Sunday, January 3, 2010

Castrating tradition: The pending doom of the bullfight.

The werewolf has never attended a bullfight. It's actually never really appealed to him and he's sure his attendance would be a one-time experience. Based on this parliamentary vote from Catalonia, Spain, he's beginning to think he best get to one. Pronto, Tonto! Before it, too, is banished to the dustbin of history and the no-fun crowd can claim another scalp of western tradition.

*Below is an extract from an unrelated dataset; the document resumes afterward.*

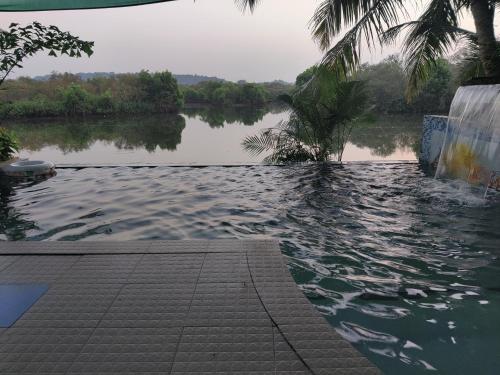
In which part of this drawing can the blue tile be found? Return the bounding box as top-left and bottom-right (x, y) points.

Based purely on what I've read over the years, I think Hemingway stated it best when he wrote "Bullfighting is the only art in which the artist is in danger of death and in which the degree of brilliance in the performance is left to the fighter's honor." I would imagine a bull fight to be a devastatingly brutal and nerve-wrecking exercise. That's the perverse fascination of the whole arrangement. A bullfighting pit is one of the few arenas where man, for all his mastery of technology and progress, elects to face a larger, meaner, faster, and determined opponent that can very easily kill him. I can't think of another sport where the cost of losing is death or severe physical maiming. In essence, everything is on the line. Additionally, beyond the notion of trying to live through the ordeal, the matador must be graceful and elegant in dispatching the ferocious bull. Should the matador dispatch the bull in a manner deemed dishonorable, his reputation is tainted, and perhaps death was the better option in the pit. That is the inherent appeal of bullfighting. It connects honor, tradition, courage, to the risk of death. These are all things that the mandarins in the no-fun crowd are rapidly trying to eliminate.

Tradition isn't always pretty or fully understandable. But it reminds us of the past and from where we came. It keeps us grounded and provides a perspective. Progress comes as a price, and certain traditions, like slavery, are ugly and need to be purged. But the sign of enlightened progress is how tolerant it can be of certain traditions that connect more directly to notions and concepts of yore. I'd like to think that a tolerant and enlightened progress would recognize that bullfighting may have a shrinking audience, and understand that saving a few bulls and matadors annually, doesn't outweigh disconnecting your population and denying them the right to explore their heritage on their terms. If bullfighting is meant to die, let old age and irrelevance claim it.

I may be typing beyond my weight-class here, but I can't help thinking that something deeply important is lost when traditions are snuffed out to indulge the whims of those who lack the tolerance or perspective to appreciate them.